10 Unheeded Calls for a Canadian Inquiry Into Missing and Murdered Indigenous Women
3. Provincial Leaders
At the annual meeting of all Canada's provincial and territorial leaders—the counterparts of governors in the U.S.—the call for a national inquiry was taken up at perhaps the highest Canadian level yet last July.
“The premiers at the table agreed to support the call of the Native Women's Association of Canada for a national public inquiry on this very, very important issue,” Ontario Premier Kathleen Wynne told CBC News after the gathering's endorsement.
“It speaks to the most vulnerable people in our community, and when they go missing, we all are worse off,” said Manitoba Premier Greg Selinger, whose prairie province has the highest concentration of aboriginal people in the country to the National Post. “We want to make sure that they’re safe, that our streets our safe and young women are safe, regardless of who they are.”
Selinger was joined in the inquiry endorsement by the rest of his provincial counterparts, including Ontario Premier Kathleen Wynne, as well as the rest of the premiers including Alberta's premier Alison Redford and Newfoundland's Kathy Dunderdale, who issued their own statements backing an inquiry despite not being in attendance at the gathering.
But unsurprisingly, Aboriginal Affairs and Northern Development minister Bernard Valcourt dismissed the high-profile demand.

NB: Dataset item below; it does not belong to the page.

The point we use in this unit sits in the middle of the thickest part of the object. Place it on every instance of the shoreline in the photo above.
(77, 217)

“I don’t think you have to be a rocket scientist, and I don’t think you need a national inquiry, to find out what the problem is,” Valcourt told the National Post. “This is happening because, we know, of the legacy of decades of policies towards First Nations that have resulted into what we have today. What is the way out? The way out is not to study anymore. The way out is to take action.”